While some movements are essential no matter the sport – think squats, presses and cleans – most require exercise routines specifically tailored to maximize performance in a given skill. Every sport places unique demands on the human body. Divers must have taut cores. Defensive ends, powerful hips. Hockey players, thick thighs that churn like pistons. That means each carefully crafted workout is laden with nuances unfamiliar to most casual gymgoers. (Alternate jacks or hollow-body holds, anyone? Be prepared to consult Google as you read on.)
Whether you’re an athlete looking for an edge, a young coach looking for advice or merely a couch potato who aspires to a Phelpsian physique, take note as some of the NCAA’s best dive into the weeds of working out.

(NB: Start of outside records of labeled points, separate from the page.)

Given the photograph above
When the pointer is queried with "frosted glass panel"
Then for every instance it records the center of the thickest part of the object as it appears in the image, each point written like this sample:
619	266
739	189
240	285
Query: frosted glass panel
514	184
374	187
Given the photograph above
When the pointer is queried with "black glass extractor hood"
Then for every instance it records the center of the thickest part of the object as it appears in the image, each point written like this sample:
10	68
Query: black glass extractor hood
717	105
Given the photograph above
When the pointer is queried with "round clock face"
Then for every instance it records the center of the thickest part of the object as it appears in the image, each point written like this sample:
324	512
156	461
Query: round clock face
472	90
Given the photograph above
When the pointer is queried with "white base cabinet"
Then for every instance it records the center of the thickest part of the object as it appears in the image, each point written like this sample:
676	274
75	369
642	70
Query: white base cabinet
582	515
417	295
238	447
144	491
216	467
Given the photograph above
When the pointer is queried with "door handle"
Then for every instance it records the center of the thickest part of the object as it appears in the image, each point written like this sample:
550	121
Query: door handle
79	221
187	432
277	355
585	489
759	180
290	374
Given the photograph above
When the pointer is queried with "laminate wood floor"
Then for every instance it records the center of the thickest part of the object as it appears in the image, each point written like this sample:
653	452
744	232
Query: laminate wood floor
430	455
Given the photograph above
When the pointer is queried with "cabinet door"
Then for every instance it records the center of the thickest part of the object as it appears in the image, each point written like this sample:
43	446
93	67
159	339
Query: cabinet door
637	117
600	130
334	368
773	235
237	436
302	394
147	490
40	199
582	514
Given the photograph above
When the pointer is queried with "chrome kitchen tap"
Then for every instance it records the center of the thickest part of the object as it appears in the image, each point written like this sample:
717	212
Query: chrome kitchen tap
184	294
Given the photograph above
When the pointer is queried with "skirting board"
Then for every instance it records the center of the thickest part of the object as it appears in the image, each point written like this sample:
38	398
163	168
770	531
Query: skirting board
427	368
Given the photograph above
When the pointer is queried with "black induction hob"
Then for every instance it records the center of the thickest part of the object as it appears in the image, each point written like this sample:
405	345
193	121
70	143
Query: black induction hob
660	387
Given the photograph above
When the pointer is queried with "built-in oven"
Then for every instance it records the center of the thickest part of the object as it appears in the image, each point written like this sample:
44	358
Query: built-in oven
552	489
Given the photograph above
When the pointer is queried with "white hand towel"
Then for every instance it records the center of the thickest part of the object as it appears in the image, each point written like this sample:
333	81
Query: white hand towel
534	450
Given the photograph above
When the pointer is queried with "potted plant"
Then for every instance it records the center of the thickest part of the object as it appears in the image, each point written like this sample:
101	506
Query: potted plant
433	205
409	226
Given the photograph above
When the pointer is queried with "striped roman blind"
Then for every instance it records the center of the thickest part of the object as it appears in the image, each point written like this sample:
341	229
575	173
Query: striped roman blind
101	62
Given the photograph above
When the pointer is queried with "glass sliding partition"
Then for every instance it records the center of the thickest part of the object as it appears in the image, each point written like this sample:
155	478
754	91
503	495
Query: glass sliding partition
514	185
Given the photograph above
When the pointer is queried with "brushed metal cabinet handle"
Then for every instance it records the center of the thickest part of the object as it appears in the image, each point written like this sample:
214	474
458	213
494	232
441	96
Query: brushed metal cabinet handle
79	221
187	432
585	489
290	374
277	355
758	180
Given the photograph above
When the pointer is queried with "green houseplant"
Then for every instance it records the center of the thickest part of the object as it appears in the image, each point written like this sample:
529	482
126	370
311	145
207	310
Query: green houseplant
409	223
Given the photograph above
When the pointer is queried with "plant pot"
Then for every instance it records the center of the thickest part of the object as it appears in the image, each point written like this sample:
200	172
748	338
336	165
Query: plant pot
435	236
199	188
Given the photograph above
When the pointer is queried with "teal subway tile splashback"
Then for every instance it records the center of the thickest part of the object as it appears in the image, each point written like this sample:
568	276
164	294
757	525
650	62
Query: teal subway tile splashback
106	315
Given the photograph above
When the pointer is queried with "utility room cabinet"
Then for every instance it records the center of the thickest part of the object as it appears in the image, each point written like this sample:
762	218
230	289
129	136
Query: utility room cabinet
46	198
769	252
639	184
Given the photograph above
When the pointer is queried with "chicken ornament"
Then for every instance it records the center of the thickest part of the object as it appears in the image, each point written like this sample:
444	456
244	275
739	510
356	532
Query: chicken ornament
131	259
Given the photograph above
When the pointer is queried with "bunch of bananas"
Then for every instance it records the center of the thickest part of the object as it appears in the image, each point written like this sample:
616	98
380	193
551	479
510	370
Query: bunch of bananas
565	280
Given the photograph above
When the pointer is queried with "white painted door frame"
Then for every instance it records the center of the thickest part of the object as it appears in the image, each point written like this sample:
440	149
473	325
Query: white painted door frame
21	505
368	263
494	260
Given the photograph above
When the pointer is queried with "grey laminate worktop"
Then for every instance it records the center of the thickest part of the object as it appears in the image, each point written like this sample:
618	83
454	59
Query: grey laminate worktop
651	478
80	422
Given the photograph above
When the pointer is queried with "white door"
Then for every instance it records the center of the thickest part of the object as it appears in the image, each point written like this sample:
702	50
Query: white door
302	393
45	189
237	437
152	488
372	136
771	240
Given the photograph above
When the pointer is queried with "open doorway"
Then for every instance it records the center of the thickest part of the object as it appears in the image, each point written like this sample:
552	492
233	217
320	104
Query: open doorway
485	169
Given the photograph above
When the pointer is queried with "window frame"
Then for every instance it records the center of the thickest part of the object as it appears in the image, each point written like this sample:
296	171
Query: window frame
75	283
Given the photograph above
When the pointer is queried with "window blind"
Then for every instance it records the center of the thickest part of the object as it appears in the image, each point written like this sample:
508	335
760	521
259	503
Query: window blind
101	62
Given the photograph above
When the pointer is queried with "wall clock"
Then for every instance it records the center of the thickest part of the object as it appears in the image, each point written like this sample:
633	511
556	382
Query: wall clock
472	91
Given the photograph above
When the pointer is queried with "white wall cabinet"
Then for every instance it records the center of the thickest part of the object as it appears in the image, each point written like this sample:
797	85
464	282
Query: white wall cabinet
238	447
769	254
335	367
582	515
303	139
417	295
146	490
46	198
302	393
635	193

Sport: Diving | Major: Biochemistry
2015 Division III women’s 3-meter diving national champion
2016 Division III women’s 3-meter diving national runner‑up
2015 Division III women’s 1-meter diving national runner‑up
Kenneth Chung photo
Key ability: Core strength
Key workout: Pike outs (v-ups in tandem with hollow-body holds)
Why she trains: Diving demands that Sticco-Ivins has a strong core. Once her legs have catapulted her off the board, it’s up to her abdominal muscles to control her limbs during the fall. “It looks like you’re throwing your shoulders back and flipping backward,” she says, “but really what you’re doing is almost jumping straight up and using your abs to pull your legs up over your head.”
How she trains: In addition to regular core work and trampoline training – usually about a half-hour of exercises before every practice – Sticco-Ivins follows a regimented three-day-per-week strength-training program for about two months in the fall.
COACH KNOWS BEST: Becky Kimball, director of sports performance and fitness at Wellesley, focuses on building explosive leg strength to help divers launch off the board. Sticco-Ivins says the litany of preseason squats have enabled her to spring higher, providing her the time to pull off maneuvers in the air. Kimball has divers rely on front squats – the bar is placed across the clavicle rather than the back of the neck – which forces the athletes’ core muscles to balance the weight and maintain posture.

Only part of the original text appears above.